Sad how much worse that makes it all.
This validates my thoughts on the consequences of the binary attitudes to the pandemic, but it’s a bit unfortunate that the creator chose to start the partisan chart in June, instead of March like all the other charts. The claim on the site is that June is when partisanship data was available*. But what are the odds they changed drastically from March? The creator already has no problem spreading numbers to make it look better**. It seems reasonable to do the same for partisan data and extend the charts to include numbers from the start of the pandemic.
Give the full picture. If it’s the same, then there was no reason to exclude it. If it’s different, then there’s definitely a problem.
[Starting in June] also provided an opportunity to contrast the resulting data with states’ political affiliations, using the Cook Partisan Voting Index.
“Normalization” means the abnormalities in the data were evened out. For example, if there were 10 days in a row of a few cases/deaths a day and then one day of 1000… that looks awful and frenetic on a chart like this, even when framed in a per-week display.
I think the point of the graph was to show how policy and or public compliance affects the spread of disease, right. Yeah NY and other high population density states were higher then the midwest (for example) earlier in the year but that is not the point. The point is how they behaved. Actually having them on there would make the point even better, they were worse off but now they are better.
Why cases?
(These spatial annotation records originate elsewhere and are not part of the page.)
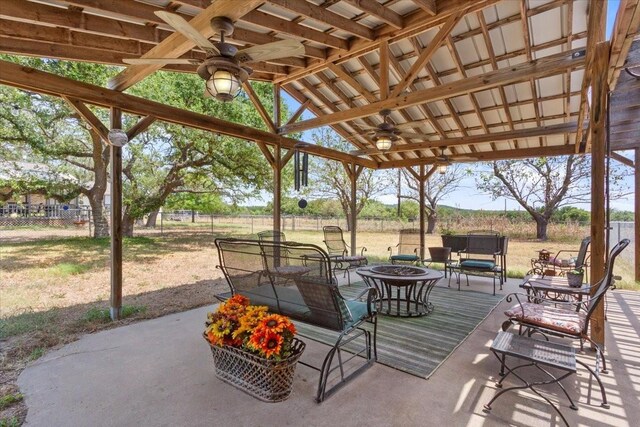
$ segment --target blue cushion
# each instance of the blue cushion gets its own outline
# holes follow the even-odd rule
[[[417,261],[418,255],[391,255],[394,261]]]
[[[354,323],[360,322],[363,318],[369,316],[369,312],[367,311],[367,303],[362,301],[350,301],[345,300],[347,307],[349,307],[349,311],[351,312],[352,321],[348,322],[345,326],[349,327]]]
[[[480,261],[480,260],[468,259],[468,260],[462,261],[460,263],[460,266],[462,268],[474,268],[478,270],[493,270],[496,266],[496,263],[493,261]]]

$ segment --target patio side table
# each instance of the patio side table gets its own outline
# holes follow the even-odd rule
[[[551,407],[555,409],[558,415],[560,415],[562,421],[564,421],[564,423],[568,426],[569,423],[567,422],[564,415],[562,415],[560,409],[553,402],[551,402],[549,398],[540,393],[534,387],[545,384],[558,384],[560,389],[564,392],[565,396],[567,396],[567,399],[569,400],[569,407],[573,410],[577,410],[578,407],[573,403],[573,400],[567,393],[567,390],[560,382],[563,379],[576,373],[576,364],[580,364],[581,366],[587,368],[587,370],[589,370],[589,372],[591,372],[591,374],[596,378],[598,384],[600,385],[600,392],[602,393],[601,406],[604,408],[609,408],[604,386],[602,384],[602,381],[600,381],[599,376],[584,362],[576,359],[576,350],[571,346],[500,331],[498,332],[496,338],[493,340],[493,344],[491,344],[491,352],[500,361],[500,376],[502,378],[500,378],[500,381],[496,383],[496,387],[502,388],[502,382],[510,374],[513,374],[513,376],[518,378],[522,382],[522,384],[500,390],[495,396],[493,396],[489,403],[484,405],[485,412],[489,412],[491,410],[491,404],[504,393],[510,390],[521,390],[528,388],[538,396],[542,397],[545,401],[547,401],[547,403],[549,403]],[[513,356],[516,359],[524,361],[524,363],[521,363],[515,367],[510,367],[507,364],[506,356]],[[516,372],[520,368],[529,366],[533,366],[543,372],[548,377],[548,379],[546,381],[529,381]],[[545,367],[556,368],[560,371],[563,371],[563,373],[559,376],[555,376],[551,372],[549,372],[549,370],[545,369]],[[504,372],[505,369],[508,371],[506,374]]]

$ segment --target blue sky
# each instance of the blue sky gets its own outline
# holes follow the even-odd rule
[[[620,5],[619,0],[609,0],[607,2],[607,38],[610,37],[611,30],[613,28],[615,22],[616,12]],[[289,97],[287,94],[283,96],[283,100],[287,103],[290,111],[296,111],[299,107],[299,103],[295,101],[293,98]],[[310,119],[315,117],[313,114],[306,111],[302,119]],[[301,138],[304,141],[312,140],[311,132],[304,132]],[[472,170],[477,170],[479,166],[469,165]],[[474,172],[475,174],[475,172]],[[627,185],[629,188],[632,188],[632,178],[627,179]],[[309,185],[313,185],[310,183]],[[269,200],[270,195],[265,195],[265,199]],[[387,196],[379,197],[379,200],[383,203],[393,204],[396,203],[395,191],[394,194],[390,194]],[[492,200],[492,198],[487,194],[482,194],[476,189],[475,178],[473,176],[469,178],[465,178],[462,183],[462,188],[460,188],[455,194],[452,194],[448,198],[442,200],[441,204],[464,208],[464,209],[485,209],[485,210],[500,210],[505,208],[505,199],[499,198],[497,200]],[[589,209],[589,204],[577,204],[583,209]],[[506,200],[507,209],[522,209],[520,205],[512,200]],[[624,199],[613,200],[611,201],[611,207],[620,210],[628,210],[633,211],[633,197],[627,197]]]

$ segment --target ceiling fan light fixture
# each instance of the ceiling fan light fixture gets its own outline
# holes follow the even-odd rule
[[[249,73],[231,61],[216,62],[207,67],[207,92],[219,101],[231,101],[240,93],[242,84],[249,78]]]
[[[376,148],[380,151],[386,151],[391,148],[393,139],[390,135],[380,135],[375,138]]]

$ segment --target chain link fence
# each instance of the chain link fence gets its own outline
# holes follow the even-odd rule
[[[0,241],[56,239],[92,235],[91,210],[69,205],[0,207]]]

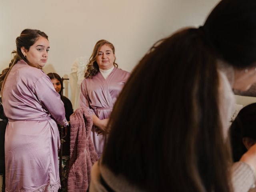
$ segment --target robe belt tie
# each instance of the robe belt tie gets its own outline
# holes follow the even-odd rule
[[[13,122],[13,121],[24,121],[24,120],[49,120],[51,119],[51,118],[50,116],[46,116],[46,117],[38,117],[37,118],[34,118],[31,119],[8,119],[9,121],[10,122]]]
[[[112,107],[98,107],[95,108],[95,109],[100,110],[112,110]]]

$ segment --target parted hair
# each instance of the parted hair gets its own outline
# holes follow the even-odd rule
[[[0,92],[2,93],[5,80],[12,67],[19,60],[23,60],[30,66],[40,68],[40,67],[30,63],[24,56],[21,52],[21,48],[24,47],[29,50],[30,46],[32,46],[38,40],[40,36],[48,39],[48,36],[44,32],[36,29],[26,29],[23,30],[20,35],[16,38],[16,50],[12,52],[13,58],[9,64],[9,66],[4,69],[0,74]]]
[[[84,77],[86,78],[92,78],[93,76],[95,76],[97,73],[99,71],[99,66],[97,63],[96,59],[98,56],[99,51],[100,47],[106,44],[108,45],[113,51],[113,53],[115,54],[115,47],[110,42],[102,39],[98,41],[95,44],[94,48],[93,49],[92,54],[90,58],[90,60],[87,65],[87,70],[84,74]],[[115,62],[116,58],[114,61],[114,65],[116,68],[118,67],[118,65]]]
[[[154,46],[115,104],[102,164],[146,191],[232,191],[217,62],[256,61],[255,16],[254,0],[223,0]]]

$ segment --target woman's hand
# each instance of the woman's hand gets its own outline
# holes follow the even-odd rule
[[[252,146],[242,156],[240,161],[244,162],[250,165],[256,171],[256,144]]]
[[[92,116],[93,124],[96,127],[95,130],[98,134],[103,134],[108,133],[107,131],[107,125],[109,119],[100,119],[96,115]]]

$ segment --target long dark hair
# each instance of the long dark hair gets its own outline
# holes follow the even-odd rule
[[[230,26],[227,21],[238,12]],[[232,191],[217,63],[244,68],[256,61],[256,51],[238,48],[242,42],[256,48],[254,14],[254,0],[222,0],[203,27],[179,31],[154,46],[115,104],[102,164],[147,191]],[[250,42],[233,30],[253,26],[254,33],[242,34],[250,34]],[[236,38],[226,38],[232,33]]]
[[[63,90],[63,82],[62,82],[62,80],[60,78],[60,76],[56,73],[49,73],[47,74],[47,76],[50,78],[51,80],[53,79],[56,79],[60,83],[60,84],[61,85],[61,88],[60,89],[60,91],[58,93],[60,95],[60,98],[61,99],[61,100],[63,101],[62,98],[63,96],[62,95],[62,90]]]
[[[246,106],[239,112],[230,130],[233,160],[238,161],[247,151],[243,138],[256,141],[256,103]]]
[[[28,61],[21,52],[21,48],[24,46],[28,50],[29,50],[30,47],[34,44],[40,36],[48,40],[48,36],[44,32],[39,30],[30,29],[24,29],[21,32],[20,35],[16,38],[16,49],[12,52],[12,54],[13,55],[13,58],[9,63],[8,67],[3,70],[2,74],[0,74],[0,92],[2,93],[5,80],[7,78],[9,72],[12,67],[19,60],[23,60],[30,66],[40,68],[40,67],[30,63]]]

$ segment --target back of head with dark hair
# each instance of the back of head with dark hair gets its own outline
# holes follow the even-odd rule
[[[36,29],[26,29],[23,30],[20,35],[16,38],[16,50],[12,52],[14,54],[13,58],[9,64],[9,67],[3,70],[0,74],[0,92],[2,92],[5,79],[7,78],[12,66],[20,60],[24,60],[28,64],[34,67],[39,67],[34,66],[30,63],[21,52],[21,48],[24,47],[28,50],[37,40],[40,36],[42,36],[48,39],[48,36],[44,32]]]
[[[179,31],[142,59],[114,106],[103,164],[147,191],[232,191],[217,62],[239,68],[256,61],[256,52],[242,50],[256,48],[254,18],[245,16],[256,14],[256,6],[254,0],[222,0],[202,29]],[[238,13],[245,30],[254,29],[242,34],[246,38],[227,22]],[[232,33],[237,37],[227,36]]]
[[[247,151],[243,138],[248,137],[256,141],[256,103],[241,110],[232,123],[230,131],[233,160],[238,161]]]

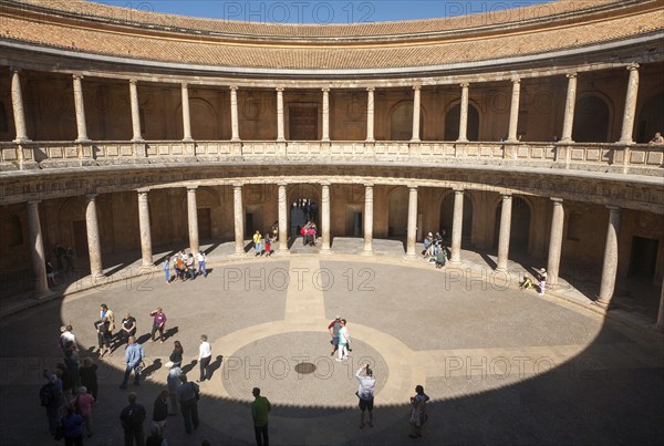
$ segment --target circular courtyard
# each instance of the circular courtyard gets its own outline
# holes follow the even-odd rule
[[[421,443],[656,443],[664,435],[661,342],[556,295],[519,291],[490,270],[344,255],[243,259],[209,270],[172,283],[158,273],[127,276],[3,319],[8,444],[54,444],[37,395],[41,371],[60,361],[62,323],[74,326],[81,356],[100,364],[95,435],[85,444],[122,444],[124,348],[101,360],[93,352],[101,303],[117,324],[127,311],[137,319],[146,367],[133,390],[149,416],[173,341],[181,342],[194,380],[199,336],[210,340],[201,426],[187,435],[181,417],[169,417],[172,445],[251,444],[255,386],[272,403],[273,444],[403,444],[417,384],[432,398]],[[156,307],[168,317],[164,343],[148,341]],[[328,324],[336,314],[349,321],[344,362],[331,355]],[[377,378],[376,407],[374,427],[360,429],[354,374],[366,363]]]

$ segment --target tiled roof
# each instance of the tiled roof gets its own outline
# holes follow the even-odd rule
[[[589,15],[585,20],[557,23],[552,21],[536,28],[513,27],[489,38],[477,35],[445,35],[424,40],[380,40],[363,42],[320,42],[307,44],[272,40],[271,35],[373,35],[383,33],[414,33],[426,30],[449,30],[467,24],[468,18],[406,21],[357,25],[276,25],[220,20],[183,18],[151,12],[132,12],[143,23],[197,27],[206,30],[232,30],[238,34],[262,35],[261,41],[238,41],[224,37],[196,38],[186,33],[164,33],[144,28],[98,24],[91,15],[106,19],[117,8],[81,2],[79,0],[21,0],[23,3],[48,4],[51,10],[76,11],[79,20],[32,13],[8,14],[0,20],[0,38],[60,48],[84,53],[116,55],[158,62],[179,62],[198,65],[293,70],[356,70],[409,66],[435,66],[499,60],[513,55],[546,53],[580,48],[593,43],[662,31],[663,1],[631,14],[606,13]],[[585,2],[581,2],[585,3]],[[592,4],[615,3],[614,0],[592,0]],[[579,2],[553,3],[566,11]],[[616,7],[618,8],[618,7]],[[616,9],[614,8],[614,10]],[[498,15],[497,15],[498,17]],[[500,15],[502,17],[502,15]],[[466,20],[466,22],[465,22]],[[206,28],[207,27],[207,28]],[[476,27],[477,29],[478,27]],[[481,27],[479,27],[481,28]],[[225,32],[227,32],[225,31]],[[230,32],[230,31],[228,31]]]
Well I think you are right they are more dramatic numbers but also if you want to look at policy, if you have a less restrictive policy you have a more self sorting population. Younger people who are less afraid of the virus go out and take risks, older, or less well, people who are more afraid stay home more. More cases and a lower death ratio. Also cautious people have an easier time isolating in lower density places. You do have a bias for testing but I dont think that is a big a deal as people make it out to be because there are really no places (in the US) that I know of that are doing widespread testing, you feel sick, you get a test. In fact I would think that dense states would be the ones doing more testing, if only because it is easier to do. That is my take at least.
One the few times in my life I can say I’m happy to have lost to Missouri…and sad to have beat Nebraska.